Boreal wildfire season typically peaks in July and August. Denis Bushkovsky / TASS

Wildfires in the Arctic have emitted more carbon dioxide so far in 2020 than in all of 2019, according to European atmospheric composition data cited by The Guardian newspaper on Monday.

As much as 245 megatons of CO2 have been released from Arctic wildfires up to Aug. 24 this year, compared with 181 megatons in the whole of 2019.

That’s an increase of 35% and may be setting a new precedent, Mark Parrington, senior scientist at the EU’s Copernicus atmosphere monitoring service, told The Guardian.

In some respects [the data] has been similar to 2019 in terms of the dry and warm conditions in the Siberian Arctic. This year, the difference was a large cluster of fires that burned through July for many days leading to higher estimated emissions,” Parrington said.

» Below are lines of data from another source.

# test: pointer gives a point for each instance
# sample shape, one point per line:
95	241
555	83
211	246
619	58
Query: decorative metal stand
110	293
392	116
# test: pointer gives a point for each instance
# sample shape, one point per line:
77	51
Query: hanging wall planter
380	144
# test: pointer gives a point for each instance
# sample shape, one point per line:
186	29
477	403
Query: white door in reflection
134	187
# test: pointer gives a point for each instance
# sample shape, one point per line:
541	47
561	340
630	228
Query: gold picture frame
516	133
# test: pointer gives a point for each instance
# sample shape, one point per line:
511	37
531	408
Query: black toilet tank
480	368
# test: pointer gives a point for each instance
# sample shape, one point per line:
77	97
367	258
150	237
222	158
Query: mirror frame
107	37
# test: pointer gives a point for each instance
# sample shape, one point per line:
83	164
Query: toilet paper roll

Around 600 active fires have been observed in the region in late July, compared with 400 in 2019 and about 100 on average between 2003-2018, according to the data.

Some 205 megatons of the CO2 emitted so far this year was released in June and July

We have seen two years of anomalously high activity, according to the satellite record that goes back to 2003,” Thomas Smith, assistant professor of environmental geography at the London School of Economics, told The Guardian.

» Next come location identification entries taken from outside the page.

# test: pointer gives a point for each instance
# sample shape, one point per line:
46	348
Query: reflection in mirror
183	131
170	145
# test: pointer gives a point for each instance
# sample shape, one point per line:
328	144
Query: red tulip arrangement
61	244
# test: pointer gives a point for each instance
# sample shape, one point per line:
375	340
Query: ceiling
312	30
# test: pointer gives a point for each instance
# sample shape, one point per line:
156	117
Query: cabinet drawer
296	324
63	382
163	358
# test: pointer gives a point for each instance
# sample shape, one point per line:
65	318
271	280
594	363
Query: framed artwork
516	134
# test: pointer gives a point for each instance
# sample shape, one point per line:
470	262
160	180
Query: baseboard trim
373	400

Russian weather officials and environmentalists have said climate change is a major factor behind the increase in fires. European climate scientists have attributed the resurgence of wildfires to freakishly warm weather across vast parts of Siberia combined with low soil moisture.

Boreal wildfire season typically peaks in July and August.

Russia, the world's fourth-largest greenhouse gas emitter whose economy heavily depends on oil and gas, has been slow to take steps to reduce its carbon emissions.

Recent studies have forecast the loss of summertime ice cover in the Arctic by 2050 even if current levels of CO2 emissions were significantly cut.